Detections
Analytics

2.1.4.2 Ensure ntp is configured with authorized timeserver

Information

The various modes are determined by the command keyword and the type of the required IP address. Addresses are classed by type as (s) a remote server or peer (IPv4 class A, B and C), (b) the broadcast address of a local interface, (m) a multicast address (IPv4 class D), or (r) a reference clock address (127.127.x.x).

Note: That only those options applicable to each command are listed below. Use of options not listed may not be caught as an error, but may result in some weird and even destructive behavior.
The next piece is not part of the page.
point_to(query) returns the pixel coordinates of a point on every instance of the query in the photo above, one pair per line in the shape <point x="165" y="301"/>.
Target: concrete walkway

If the Basic Socket Interface Extensions for IPv6 (RFC-2553) is detected, support for the IPv6 address family is generated in addition to the default support of the IPv4 address family. In a few cases, including the reslist billboard generated by ntpq or ntpdc, IPv6 addresses are automatically generated. IPv6 addresses can be identified by the presence of colons ':' in the address field. IPv6 addresses can be used almost everywhere where IPv4 addresses can be used, with the exception of reference clock addresses, which are always IPv4.

Note: In contexts where a host name is expected, a -4 qualifier preceding the host name forces DNS resolution to the IPv4 namespace, while a -6 qualifier forces DNS resolution to the IPv6 namespace. See IPv6 references for the equivalent classes for that address family.

pool - For type s addresses, this command mobilizes a persistent client mode association with a number of remote servers. In this mode the local clock can synchronized to the remote server, but the remote server can never be synchronized to the local clock.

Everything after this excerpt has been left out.